Así. De repente. Setenta y cinco años.
Y parece mentira, porque en verdad uno se siente como siempre. Lo decía Galdós en El Abuelo. Un adolescente atrapado en un cuerpo deteriorado. (Cito de memoria y la tengo mala)
Echo la vista atrás a esos momentos de lucidez en que uno se ve fuera del tiempo.
A los doce en el balcón de casa de mis padres con la luz blanca del atardecer. Queriendo pensar en el yo futuro como algo de mi mismo.
A la orilla del Manzanares en La Pedriza sintiendo la vida antes del alba.

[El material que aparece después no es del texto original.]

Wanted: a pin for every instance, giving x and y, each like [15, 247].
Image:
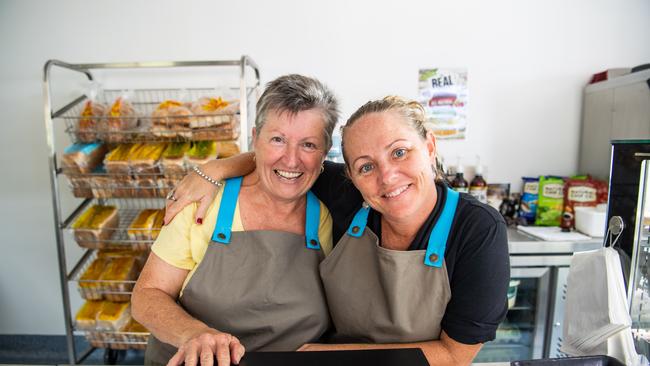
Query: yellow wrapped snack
[89, 285]
[113, 316]
[96, 224]
[138, 228]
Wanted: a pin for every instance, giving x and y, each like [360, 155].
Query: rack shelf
[122, 115]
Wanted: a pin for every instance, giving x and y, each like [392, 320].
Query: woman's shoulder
[472, 212]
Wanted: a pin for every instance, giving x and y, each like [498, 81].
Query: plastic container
[591, 220]
[571, 361]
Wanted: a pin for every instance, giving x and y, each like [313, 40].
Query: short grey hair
[296, 93]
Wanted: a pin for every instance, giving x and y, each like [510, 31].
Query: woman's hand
[196, 189]
[192, 188]
[204, 347]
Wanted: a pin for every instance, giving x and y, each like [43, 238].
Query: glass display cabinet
[639, 284]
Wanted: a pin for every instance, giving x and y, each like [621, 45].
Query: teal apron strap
[312, 221]
[438, 238]
[359, 222]
[223, 228]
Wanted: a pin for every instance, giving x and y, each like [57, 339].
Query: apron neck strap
[359, 222]
[440, 233]
[223, 228]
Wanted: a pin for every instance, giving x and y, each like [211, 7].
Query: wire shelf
[120, 236]
[118, 340]
[140, 123]
[110, 290]
[128, 185]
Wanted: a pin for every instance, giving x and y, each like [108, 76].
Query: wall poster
[443, 94]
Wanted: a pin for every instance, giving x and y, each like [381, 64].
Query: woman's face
[390, 164]
[289, 151]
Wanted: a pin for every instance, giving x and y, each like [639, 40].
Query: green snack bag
[550, 202]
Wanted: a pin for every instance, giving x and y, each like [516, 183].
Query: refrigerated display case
[533, 325]
[639, 285]
[129, 187]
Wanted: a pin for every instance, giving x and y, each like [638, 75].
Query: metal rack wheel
[113, 356]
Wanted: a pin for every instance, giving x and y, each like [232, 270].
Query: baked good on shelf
[117, 160]
[82, 157]
[89, 286]
[173, 159]
[97, 223]
[89, 120]
[146, 225]
[118, 278]
[139, 225]
[226, 131]
[86, 318]
[121, 121]
[201, 152]
[226, 149]
[165, 185]
[81, 187]
[113, 316]
[211, 112]
[144, 159]
[170, 119]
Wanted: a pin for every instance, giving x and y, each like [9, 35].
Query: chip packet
[528, 203]
[550, 201]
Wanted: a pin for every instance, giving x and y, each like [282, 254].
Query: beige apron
[377, 295]
[261, 286]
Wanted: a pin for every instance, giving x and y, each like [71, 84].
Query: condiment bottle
[478, 187]
[459, 184]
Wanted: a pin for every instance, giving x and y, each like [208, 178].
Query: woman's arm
[196, 189]
[445, 351]
[153, 304]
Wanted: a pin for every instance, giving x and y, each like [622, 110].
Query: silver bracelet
[206, 177]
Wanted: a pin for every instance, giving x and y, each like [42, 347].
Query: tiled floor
[52, 350]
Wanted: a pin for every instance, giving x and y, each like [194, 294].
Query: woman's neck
[259, 196]
[397, 233]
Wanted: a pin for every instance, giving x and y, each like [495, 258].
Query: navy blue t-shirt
[476, 255]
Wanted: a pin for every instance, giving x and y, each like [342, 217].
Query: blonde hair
[413, 115]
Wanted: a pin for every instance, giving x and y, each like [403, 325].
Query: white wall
[527, 61]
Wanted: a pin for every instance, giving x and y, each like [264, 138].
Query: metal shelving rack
[249, 84]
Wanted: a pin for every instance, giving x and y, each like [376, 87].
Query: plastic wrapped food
[226, 149]
[90, 120]
[86, 318]
[170, 119]
[550, 201]
[96, 224]
[113, 316]
[173, 159]
[82, 158]
[117, 277]
[212, 112]
[227, 131]
[202, 152]
[117, 160]
[144, 159]
[121, 120]
[140, 228]
[89, 286]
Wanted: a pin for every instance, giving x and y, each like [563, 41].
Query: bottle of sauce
[459, 184]
[478, 186]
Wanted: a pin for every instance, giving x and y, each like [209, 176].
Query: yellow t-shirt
[182, 243]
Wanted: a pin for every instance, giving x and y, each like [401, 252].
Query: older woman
[247, 279]
[416, 264]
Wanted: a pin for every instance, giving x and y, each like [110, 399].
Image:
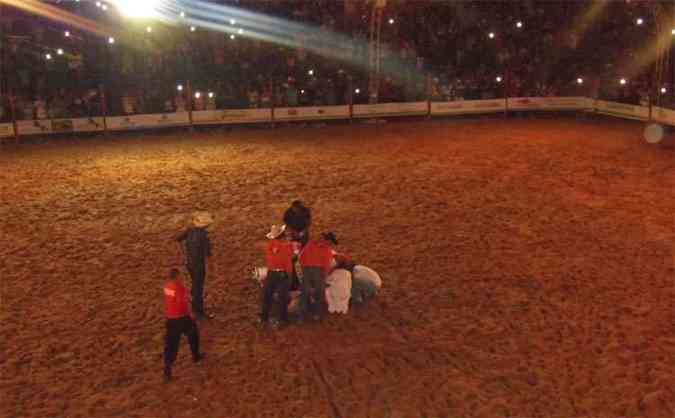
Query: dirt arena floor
[527, 269]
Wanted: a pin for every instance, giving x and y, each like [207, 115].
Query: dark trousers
[276, 281]
[197, 274]
[313, 291]
[175, 328]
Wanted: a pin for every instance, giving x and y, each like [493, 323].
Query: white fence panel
[6, 130]
[219, 117]
[310, 113]
[34, 127]
[159, 120]
[390, 109]
[463, 107]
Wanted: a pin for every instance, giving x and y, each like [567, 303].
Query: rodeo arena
[337, 208]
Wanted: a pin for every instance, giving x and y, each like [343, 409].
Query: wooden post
[104, 108]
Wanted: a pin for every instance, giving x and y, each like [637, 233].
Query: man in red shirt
[179, 321]
[316, 261]
[279, 258]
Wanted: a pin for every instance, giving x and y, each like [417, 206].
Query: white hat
[275, 231]
[201, 219]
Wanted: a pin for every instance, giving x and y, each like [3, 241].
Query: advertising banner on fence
[463, 107]
[663, 115]
[218, 117]
[622, 110]
[309, 113]
[390, 109]
[34, 127]
[159, 120]
[6, 130]
[77, 125]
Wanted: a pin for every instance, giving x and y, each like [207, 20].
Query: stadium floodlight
[137, 8]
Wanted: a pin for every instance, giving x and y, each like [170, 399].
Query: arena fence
[350, 112]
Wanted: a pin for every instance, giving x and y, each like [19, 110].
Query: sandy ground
[527, 267]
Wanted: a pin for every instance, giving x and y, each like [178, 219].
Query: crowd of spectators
[438, 50]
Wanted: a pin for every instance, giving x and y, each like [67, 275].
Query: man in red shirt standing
[279, 258]
[179, 321]
[316, 261]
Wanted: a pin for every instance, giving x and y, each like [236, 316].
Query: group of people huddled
[309, 277]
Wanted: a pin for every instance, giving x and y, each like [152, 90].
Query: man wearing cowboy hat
[279, 258]
[197, 251]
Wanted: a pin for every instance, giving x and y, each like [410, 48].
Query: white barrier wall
[391, 109]
[663, 115]
[309, 113]
[6, 130]
[159, 120]
[220, 117]
[464, 107]
[622, 110]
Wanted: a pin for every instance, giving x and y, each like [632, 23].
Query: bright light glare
[137, 8]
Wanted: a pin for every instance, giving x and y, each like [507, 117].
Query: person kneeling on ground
[179, 321]
[279, 258]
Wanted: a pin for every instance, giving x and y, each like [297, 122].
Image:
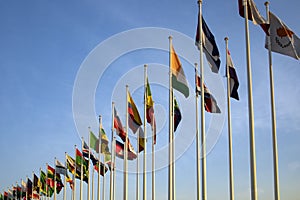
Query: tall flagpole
[203, 140]
[251, 112]
[170, 181]
[74, 176]
[231, 182]
[153, 161]
[273, 111]
[125, 197]
[112, 153]
[65, 178]
[55, 189]
[99, 149]
[81, 173]
[145, 136]
[198, 153]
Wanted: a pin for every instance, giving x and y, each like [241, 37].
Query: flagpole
[74, 176]
[251, 111]
[197, 137]
[145, 136]
[126, 149]
[153, 161]
[81, 173]
[114, 166]
[100, 149]
[203, 140]
[170, 181]
[89, 187]
[65, 178]
[273, 111]
[54, 179]
[231, 181]
[112, 153]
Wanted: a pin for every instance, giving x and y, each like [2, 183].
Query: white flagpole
[153, 162]
[251, 112]
[231, 180]
[81, 173]
[74, 176]
[171, 180]
[55, 189]
[65, 178]
[273, 111]
[99, 150]
[114, 166]
[203, 140]
[112, 154]
[198, 191]
[145, 136]
[125, 197]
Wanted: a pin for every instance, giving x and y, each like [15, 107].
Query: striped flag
[234, 82]
[179, 81]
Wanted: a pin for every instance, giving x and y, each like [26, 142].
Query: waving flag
[178, 77]
[210, 102]
[177, 114]
[234, 82]
[283, 39]
[210, 48]
[134, 119]
[150, 110]
[253, 15]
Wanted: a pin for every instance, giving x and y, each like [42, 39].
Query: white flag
[283, 39]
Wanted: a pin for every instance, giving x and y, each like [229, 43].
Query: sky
[59, 57]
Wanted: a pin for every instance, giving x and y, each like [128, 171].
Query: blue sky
[44, 44]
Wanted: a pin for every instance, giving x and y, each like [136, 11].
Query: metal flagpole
[251, 112]
[153, 161]
[114, 166]
[81, 173]
[65, 178]
[145, 136]
[231, 181]
[99, 150]
[197, 137]
[125, 197]
[112, 153]
[170, 181]
[273, 111]
[203, 140]
[55, 189]
[74, 176]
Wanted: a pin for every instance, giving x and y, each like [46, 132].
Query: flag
[179, 81]
[50, 180]
[233, 82]
[36, 187]
[283, 39]
[118, 126]
[253, 15]
[60, 168]
[94, 142]
[134, 119]
[82, 161]
[210, 102]
[150, 110]
[177, 114]
[59, 183]
[29, 188]
[43, 187]
[210, 48]
[120, 151]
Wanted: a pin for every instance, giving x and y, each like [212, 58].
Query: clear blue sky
[44, 43]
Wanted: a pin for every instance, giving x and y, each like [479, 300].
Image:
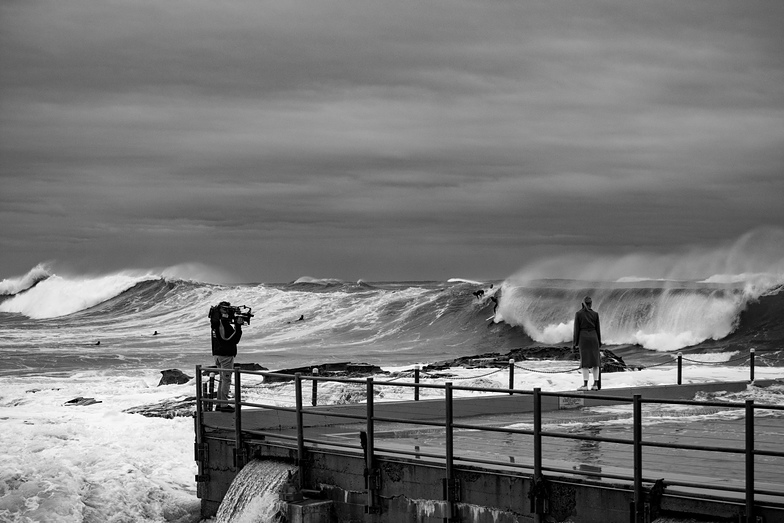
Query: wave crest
[59, 296]
[11, 286]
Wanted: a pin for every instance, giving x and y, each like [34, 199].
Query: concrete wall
[412, 491]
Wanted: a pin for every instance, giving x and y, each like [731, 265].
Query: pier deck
[595, 465]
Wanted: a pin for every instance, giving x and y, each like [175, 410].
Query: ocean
[106, 339]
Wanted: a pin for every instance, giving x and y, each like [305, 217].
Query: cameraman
[225, 337]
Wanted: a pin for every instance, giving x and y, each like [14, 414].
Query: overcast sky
[384, 140]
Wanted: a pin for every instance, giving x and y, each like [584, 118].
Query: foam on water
[254, 495]
[93, 463]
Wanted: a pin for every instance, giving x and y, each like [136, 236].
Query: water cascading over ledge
[254, 495]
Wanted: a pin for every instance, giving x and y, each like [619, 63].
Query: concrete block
[310, 511]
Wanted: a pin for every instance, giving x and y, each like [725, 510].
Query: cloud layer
[384, 140]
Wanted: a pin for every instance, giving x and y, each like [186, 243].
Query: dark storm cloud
[310, 137]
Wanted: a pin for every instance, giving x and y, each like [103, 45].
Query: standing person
[225, 337]
[588, 336]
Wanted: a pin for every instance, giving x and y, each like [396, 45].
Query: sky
[384, 141]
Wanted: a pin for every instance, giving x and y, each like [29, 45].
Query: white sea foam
[58, 296]
[14, 285]
[95, 463]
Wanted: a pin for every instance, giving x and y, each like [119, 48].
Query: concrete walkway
[591, 415]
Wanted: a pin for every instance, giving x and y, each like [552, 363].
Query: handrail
[637, 442]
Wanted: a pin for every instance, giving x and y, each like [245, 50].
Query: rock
[81, 402]
[249, 366]
[171, 408]
[333, 370]
[610, 361]
[174, 377]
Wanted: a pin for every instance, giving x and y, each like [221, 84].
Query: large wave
[662, 318]
[16, 285]
[59, 296]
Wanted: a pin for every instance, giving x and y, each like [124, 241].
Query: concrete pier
[493, 471]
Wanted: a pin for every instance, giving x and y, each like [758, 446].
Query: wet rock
[170, 408]
[249, 366]
[332, 370]
[174, 377]
[81, 402]
[610, 361]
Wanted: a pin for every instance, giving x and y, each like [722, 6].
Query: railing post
[538, 478]
[638, 493]
[199, 386]
[450, 484]
[750, 461]
[314, 398]
[416, 382]
[680, 367]
[239, 452]
[199, 447]
[300, 429]
[372, 476]
[511, 375]
[211, 391]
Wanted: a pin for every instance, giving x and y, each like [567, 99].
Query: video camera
[238, 315]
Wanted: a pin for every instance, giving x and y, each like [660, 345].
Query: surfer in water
[588, 337]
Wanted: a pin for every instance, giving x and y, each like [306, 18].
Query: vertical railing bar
[300, 429]
[370, 463]
[680, 367]
[198, 406]
[416, 381]
[238, 420]
[314, 395]
[450, 456]
[511, 376]
[638, 495]
[537, 398]
[750, 460]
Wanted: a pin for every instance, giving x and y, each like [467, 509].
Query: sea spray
[254, 495]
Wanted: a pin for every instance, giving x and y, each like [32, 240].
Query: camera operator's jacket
[225, 337]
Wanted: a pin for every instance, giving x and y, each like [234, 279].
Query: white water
[254, 495]
[96, 464]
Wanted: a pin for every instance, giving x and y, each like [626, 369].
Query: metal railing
[538, 432]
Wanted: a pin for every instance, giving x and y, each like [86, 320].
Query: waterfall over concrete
[254, 495]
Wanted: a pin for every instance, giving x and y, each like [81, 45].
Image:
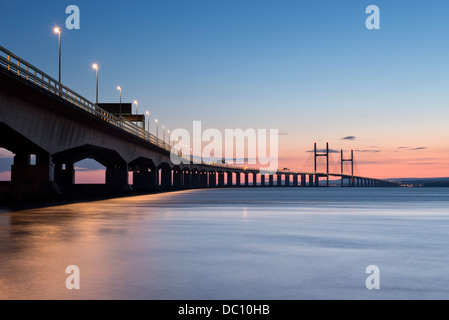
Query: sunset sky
[308, 68]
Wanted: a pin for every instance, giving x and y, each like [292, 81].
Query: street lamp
[57, 30]
[95, 67]
[120, 89]
[148, 116]
[169, 138]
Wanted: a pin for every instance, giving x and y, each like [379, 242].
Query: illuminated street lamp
[169, 138]
[95, 67]
[137, 106]
[157, 128]
[57, 30]
[120, 89]
[148, 116]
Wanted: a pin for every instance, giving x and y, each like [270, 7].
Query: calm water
[232, 244]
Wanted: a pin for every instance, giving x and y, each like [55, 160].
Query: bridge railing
[27, 71]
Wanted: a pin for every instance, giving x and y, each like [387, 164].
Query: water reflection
[230, 244]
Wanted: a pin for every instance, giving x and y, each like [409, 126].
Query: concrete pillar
[203, 180]
[254, 179]
[195, 179]
[33, 181]
[221, 183]
[287, 180]
[262, 180]
[238, 182]
[187, 179]
[295, 181]
[144, 180]
[177, 179]
[166, 178]
[117, 177]
[230, 179]
[212, 179]
[65, 177]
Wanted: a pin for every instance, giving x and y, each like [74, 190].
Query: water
[232, 244]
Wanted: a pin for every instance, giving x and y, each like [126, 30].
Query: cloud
[369, 150]
[420, 148]
[411, 149]
[324, 151]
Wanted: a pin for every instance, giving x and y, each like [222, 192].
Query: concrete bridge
[41, 117]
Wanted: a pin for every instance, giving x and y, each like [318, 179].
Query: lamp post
[148, 116]
[120, 89]
[95, 67]
[169, 138]
[137, 106]
[57, 30]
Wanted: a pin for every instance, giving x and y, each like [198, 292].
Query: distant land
[424, 182]
[411, 182]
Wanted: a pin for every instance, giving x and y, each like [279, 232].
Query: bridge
[44, 120]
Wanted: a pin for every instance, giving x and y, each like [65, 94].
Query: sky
[308, 68]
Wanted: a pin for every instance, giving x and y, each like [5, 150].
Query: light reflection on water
[232, 244]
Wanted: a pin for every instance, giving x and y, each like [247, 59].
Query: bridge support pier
[177, 179]
[317, 180]
[221, 183]
[203, 180]
[195, 179]
[117, 178]
[287, 180]
[254, 179]
[65, 177]
[144, 180]
[311, 177]
[212, 179]
[229, 179]
[33, 181]
[262, 180]
[166, 178]
[303, 180]
[187, 179]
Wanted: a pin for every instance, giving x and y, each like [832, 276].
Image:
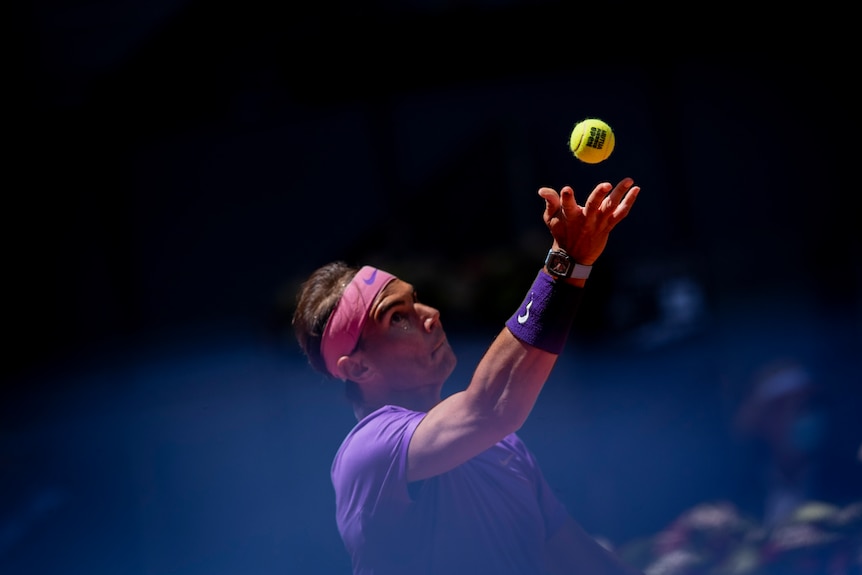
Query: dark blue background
[179, 167]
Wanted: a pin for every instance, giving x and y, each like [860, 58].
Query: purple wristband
[545, 317]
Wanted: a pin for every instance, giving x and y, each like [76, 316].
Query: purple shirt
[491, 514]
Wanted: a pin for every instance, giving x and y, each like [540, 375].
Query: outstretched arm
[510, 375]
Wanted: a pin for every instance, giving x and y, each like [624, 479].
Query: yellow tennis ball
[592, 141]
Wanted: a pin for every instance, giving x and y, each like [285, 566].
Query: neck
[421, 399]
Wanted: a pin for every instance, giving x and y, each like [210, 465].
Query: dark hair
[315, 302]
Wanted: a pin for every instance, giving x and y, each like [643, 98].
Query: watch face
[558, 264]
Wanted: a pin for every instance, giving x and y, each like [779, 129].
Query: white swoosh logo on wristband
[522, 319]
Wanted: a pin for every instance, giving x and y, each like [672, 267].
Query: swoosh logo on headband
[370, 279]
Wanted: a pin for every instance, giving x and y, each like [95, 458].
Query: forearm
[514, 369]
[508, 379]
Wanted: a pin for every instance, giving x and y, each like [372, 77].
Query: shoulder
[376, 441]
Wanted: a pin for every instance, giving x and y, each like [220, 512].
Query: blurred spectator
[787, 420]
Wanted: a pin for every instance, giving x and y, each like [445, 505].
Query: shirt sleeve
[369, 472]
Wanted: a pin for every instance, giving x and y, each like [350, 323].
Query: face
[404, 340]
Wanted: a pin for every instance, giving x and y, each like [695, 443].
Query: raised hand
[582, 231]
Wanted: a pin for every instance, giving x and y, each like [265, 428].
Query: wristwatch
[561, 265]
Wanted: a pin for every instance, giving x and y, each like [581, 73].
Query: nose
[430, 316]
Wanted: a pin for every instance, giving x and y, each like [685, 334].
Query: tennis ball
[592, 141]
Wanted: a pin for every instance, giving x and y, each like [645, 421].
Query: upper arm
[498, 399]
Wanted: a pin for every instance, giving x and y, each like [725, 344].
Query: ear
[354, 368]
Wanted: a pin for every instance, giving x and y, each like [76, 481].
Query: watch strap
[573, 269]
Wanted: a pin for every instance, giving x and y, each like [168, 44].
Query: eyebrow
[395, 301]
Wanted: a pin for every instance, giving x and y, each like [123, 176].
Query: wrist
[560, 265]
[544, 318]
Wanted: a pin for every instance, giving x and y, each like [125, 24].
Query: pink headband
[344, 326]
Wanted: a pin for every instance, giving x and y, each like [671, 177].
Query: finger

Intuyendo el yo como extensión hacia adelante y hacia atrás en el tiempo.
En aquel altozano del Rif, haciendo la guardia al amanecer. Repasando lo vivido hasta entonces e intentando adivinar el cómo más adelante.
Al caer la tarde en aquella carretera del Pirineo aragonés mirando hacia atrás sin ira. Sintiendo la riqueza de la soledad.
Y más veces, casi siempre a punto de amanecer o de atardecer. Algo tengo de solariano.
Y hoy soñando con una reunión que han preparado un grupo de alumnos a los que dejé hace veintisiete años. Ellos cumplen cuarenta. Tuve el gran honor de ser su maestro de escuela. ¡Gracias muchachos! ¿O debería poner: Gracias muchach@s?
Si la vida es un sueño he tenido suerte, me ha tocado uno fantástico. Han sido setenta y cinco años muy hermosos. ¿Con momentos malos? ¡Claro! ¿Pero como hubiera podido disfrutar de todo lo bueno sin ellos?